Il y a là un point important : en bon homme des Lumières,
Crane aurait sans doute sombré dans la folie. Or, il ne conteste
pas ce qu'il a vu, il y croit parce qu'il l'a vu - bien sûr,
l'aveu est difficile, aussi notre enquêteur passe-t-il par
un moment de crise. Mais Ichabod Crane, et c'est là son secret,
a un passé bien peu avouable pour un homme de raison : sa
mère a été condamnée parce qu'elle pratiquait la magie - blanche
ou noire, on ne le sait - et elle en est morte, surveillée
et punie par un mari religieux et inquisiteur. Cette mère
qu'Ichabod ne voit qu'en secret, sans le père, figure quasi
bergmanienne, et dont il partage l'intimité (elle lui impose
le silence, l'index sur la bouche, comme si personne ne devait
savoir, et surtout pas le père, comme si ces instants privilégiés
n'appartenaient qu'à eux, et surtout pas au père), cette mère,
si belle, par moments si proche d'Ichabod que rien ne semble
les séparer, cette mère qui danse, légère, si légère que parfois
elle semble s'envoler... La scène prend place au sein d'une
séquence onirique, de sorte qu'on ne peut dire s'il s'agit
d'un souvenir objectif (pour autant qu'un souvenir puisse
l'être) ou d'un fantasme. Burton ne dira rien sur cette image
troublante, Ichabod demeurera muet. Et peut-être, au fond,
n'y a-t-il rien à dire, c'est-à-dire rien à expliquer et tout
à voir, c'est-à-dire à croire...
|
|
|
|
Par la suite, la vision du Cavalier
acéphale va agir comme un révélateur sur Ichabod-Thomas
et va venir redoubler et confirmer l'image qui a sans doute
longtemps été pour lui comme un accroc dans le tissu rationnel
de son esprit, un déchet fantasmatique de son enfance :
cette mère, qu'il croyait condamnée à mort et à tort, pourquoi
ne serait-elle pas une sorcière puisque la nuit, les forêts
sont hantées par des cavaliers à la recherche de leur tête
? Du coup, c'est Ichabod qui perd la sienne... Vite, il
la retrouvera et poursuivra son enquête. Mais d'une façon
radicalement nouvelle : les indices obtenus grâce à la méthode
pseudo-scientifique de Crane n'aboutissant pas à des résultats
véritablement probants (3), il faut récrire le discours
de la méthode - en quelque sorte, Crane fait sa tabula
rasa : la méthode, autrefois une, devient maintenant
duale, la sorcellerie venant redoubler la recherche empirique.

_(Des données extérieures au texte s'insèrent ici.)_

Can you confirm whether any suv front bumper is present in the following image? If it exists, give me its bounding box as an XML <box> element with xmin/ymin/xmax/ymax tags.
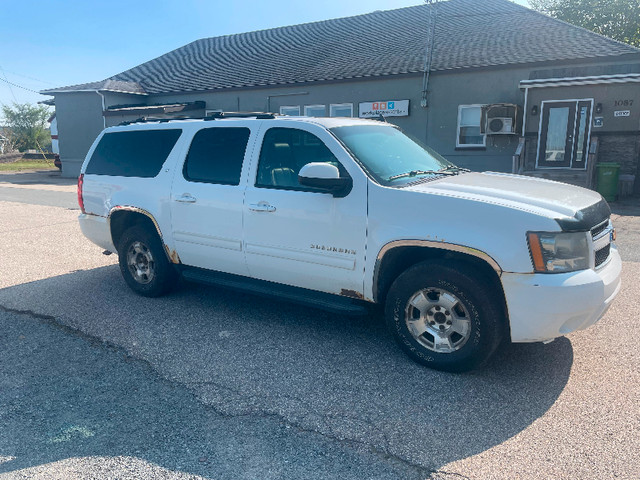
<box><xmin>501</xmin><ymin>244</ymin><xmax>622</xmax><ymax>342</ymax></box>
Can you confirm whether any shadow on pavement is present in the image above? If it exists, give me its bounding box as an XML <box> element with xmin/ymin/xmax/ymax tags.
<box><xmin>0</xmin><ymin>266</ymin><xmax>573</xmax><ymax>478</ymax></box>
<box><xmin>0</xmin><ymin>169</ymin><xmax>78</xmax><ymax>185</ymax></box>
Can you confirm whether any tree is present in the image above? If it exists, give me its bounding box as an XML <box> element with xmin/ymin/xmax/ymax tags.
<box><xmin>529</xmin><ymin>0</ymin><xmax>640</xmax><ymax>47</ymax></box>
<box><xmin>2</xmin><ymin>103</ymin><xmax>51</xmax><ymax>152</ymax></box>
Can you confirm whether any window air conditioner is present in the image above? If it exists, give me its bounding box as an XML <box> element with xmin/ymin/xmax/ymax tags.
<box><xmin>487</xmin><ymin>117</ymin><xmax>515</xmax><ymax>135</ymax></box>
<box><xmin>480</xmin><ymin>103</ymin><xmax>521</xmax><ymax>135</ymax></box>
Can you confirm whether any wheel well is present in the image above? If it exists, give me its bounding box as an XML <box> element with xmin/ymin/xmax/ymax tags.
<box><xmin>109</xmin><ymin>210</ymin><xmax>158</xmax><ymax>248</ymax></box>
<box><xmin>374</xmin><ymin>246</ymin><xmax>509</xmax><ymax>334</ymax></box>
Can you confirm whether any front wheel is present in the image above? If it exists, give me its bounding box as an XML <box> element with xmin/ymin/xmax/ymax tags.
<box><xmin>385</xmin><ymin>261</ymin><xmax>504</xmax><ymax>372</ymax></box>
<box><xmin>118</xmin><ymin>225</ymin><xmax>178</xmax><ymax>297</ymax></box>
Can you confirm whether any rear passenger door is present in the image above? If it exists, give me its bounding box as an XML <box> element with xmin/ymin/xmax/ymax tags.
<box><xmin>170</xmin><ymin>126</ymin><xmax>254</xmax><ymax>275</ymax></box>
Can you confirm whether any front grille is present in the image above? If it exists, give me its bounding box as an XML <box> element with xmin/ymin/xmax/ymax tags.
<box><xmin>591</xmin><ymin>222</ymin><xmax>609</xmax><ymax>238</ymax></box>
<box><xmin>591</xmin><ymin>221</ymin><xmax>613</xmax><ymax>268</ymax></box>
<box><xmin>596</xmin><ymin>244</ymin><xmax>611</xmax><ymax>268</ymax></box>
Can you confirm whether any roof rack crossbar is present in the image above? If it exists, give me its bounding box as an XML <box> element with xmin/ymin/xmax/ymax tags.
<box><xmin>118</xmin><ymin>112</ymin><xmax>277</xmax><ymax>126</ymax></box>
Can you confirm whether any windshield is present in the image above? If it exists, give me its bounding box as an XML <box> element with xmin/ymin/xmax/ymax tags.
<box><xmin>331</xmin><ymin>125</ymin><xmax>465</xmax><ymax>186</ymax></box>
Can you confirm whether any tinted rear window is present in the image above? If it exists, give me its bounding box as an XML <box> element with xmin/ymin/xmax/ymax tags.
<box><xmin>183</xmin><ymin>127</ymin><xmax>251</xmax><ymax>185</ymax></box>
<box><xmin>85</xmin><ymin>129</ymin><xmax>182</xmax><ymax>178</ymax></box>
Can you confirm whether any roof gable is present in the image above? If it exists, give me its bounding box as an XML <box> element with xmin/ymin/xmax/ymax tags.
<box><xmin>42</xmin><ymin>0</ymin><xmax>640</xmax><ymax>94</ymax></box>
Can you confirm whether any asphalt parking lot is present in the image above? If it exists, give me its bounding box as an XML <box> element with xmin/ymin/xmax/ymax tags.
<box><xmin>0</xmin><ymin>173</ymin><xmax>640</xmax><ymax>480</ymax></box>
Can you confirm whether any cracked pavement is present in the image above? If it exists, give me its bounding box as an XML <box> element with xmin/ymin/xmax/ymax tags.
<box><xmin>0</xmin><ymin>171</ymin><xmax>640</xmax><ymax>480</ymax></box>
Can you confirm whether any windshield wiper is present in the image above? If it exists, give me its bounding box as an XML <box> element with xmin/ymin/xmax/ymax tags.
<box><xmin>387</xmin><ymin>165</ymin><xmax>470</xmax><ymax>182</ymax></box>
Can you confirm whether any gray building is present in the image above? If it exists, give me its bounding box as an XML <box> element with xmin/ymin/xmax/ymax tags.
<box><xmin>42</xmin><ymin>0</ymin><xmax>640</xmax><ymax>192</ymax></box>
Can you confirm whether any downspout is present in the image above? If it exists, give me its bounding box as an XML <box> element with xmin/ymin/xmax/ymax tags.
<box><xmin>420</xmin><ymin>0</ymin><xmax>438</xmax><ymax>142</ymax></box>
<box><xmin>521</xmin><ymin>87</ymin><xmax>529</xmax><ymax>137</ymax></box>
<box><xmin>95</xmin><ymin>90</ymin><xmax>107</xmax><ymax>128</ymax></box>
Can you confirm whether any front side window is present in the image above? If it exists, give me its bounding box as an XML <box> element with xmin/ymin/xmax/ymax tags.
<box><xmin>256</xmin><ymin>127</ymin><xmax>346</xmax><ymax>191</ymax></box>
<box><xmin>329</xmin><ymin>103</ymin><xmax>353</xmax><ymax>117</ymax></box>
<box><xmin>280</xmin><ymin>105</ymin><xmax>300</xmax><ymax>117</ymax></box>
<box><xmin>304</xmin><ymin>105</ymin><xmax>327</xmax><ymax>117</ymax></box>
<box><xmin>182</xmin><ymin>127</ymin><xmax>251</xmax><ymax>185</ymax></box>
<box><xmin>85</xmin><ymin>129</ymin><xmax>182</xmax><ymax>178</ymax></box>
<box><xmin>456</xmin><ymin>105</ymin><xmax>486</xmax><ymax>147</ymax></box>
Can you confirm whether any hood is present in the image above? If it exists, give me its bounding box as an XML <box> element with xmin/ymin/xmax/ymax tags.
<box><xmin>406</xmin><ymin>172</ymin><xmax>611</xmax><ymax>231</ymax></box>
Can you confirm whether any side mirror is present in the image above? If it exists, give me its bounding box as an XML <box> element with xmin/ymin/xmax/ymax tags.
<box><xmin>298</xmin><ymin>162</ymin><xmax>353</xmax><ymax>198</ymax></box>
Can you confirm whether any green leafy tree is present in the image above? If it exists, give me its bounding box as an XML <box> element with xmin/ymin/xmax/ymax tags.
<box><xmin>2</xmin><ymin>103</ymin><xmax>51</xmax><ymax>152</ymax></box>
<box><xmin>529</xmin><ymin>0</ymin><xmax>640</xmax><ymax>47</ymax></box>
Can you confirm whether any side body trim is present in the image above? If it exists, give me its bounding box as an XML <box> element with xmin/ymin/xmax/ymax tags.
<box><xmin>373</xmin><ymin>240</ymin><xmax>502</xmax><ymax>302</ymax></box>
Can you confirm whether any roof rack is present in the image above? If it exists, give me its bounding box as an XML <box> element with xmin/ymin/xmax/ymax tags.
<box><xmin>118</xmin><ymin>112</ymin><xmax>277</xmax><ymax>126</ymax></box>
<box><xmin>204</xmin><ymin>112</ymin><xmax>276</xmax><ymax>120</ymax></box>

En un sens, Crane ne fait que tirer les conséquences de
ce qu'il a vu : les indices matériels sont manifestement
insuffisants et doivent être complété par des indices de
tout autre nature, des indices immatériels, des indices
recueillis de l'autre côté du miroir, cet autre côté qu'Ichabod
a longtemps nié et confiné dans les limites rassurantes
de l'imagination et de l'irrationnel : à présent, il va
pénétrer consciemment et volontairement dans le monde de
la magie. La visite chez la sorcière, qui a sa tête mais
pas d'yeux - quand on croit pour de bon, il n’est plus besoin
de voir -, sera certes effrayante - Crane en ressort visiblement
bouleversé - mais déterminante pour la poursuite de l'investigation
puisqu'elle révèlera l'emplacement d'où jaillit le mal,
l'arbre de la mort. Ichabod va éventrer cet arbre en son
creux, ce creux qui a somnolé si longtemps avant d'être
réveillé, gourmand de têtes (4). De ce monstrueux utérus
va surgir le funeste Cavalier hessois. Juste avant cette
apparition spectrale, Ichabod, ayant mis à jour le squelette
sans tête du Cavalier, donnait, spontanément, les raisons
exactes pour lesquelles le Cavalier était revenu “ à
la vie ”. Un peu plus tard, il continuera à dire qu'il
ne croit qu'aux “ causes et aux conséquences ”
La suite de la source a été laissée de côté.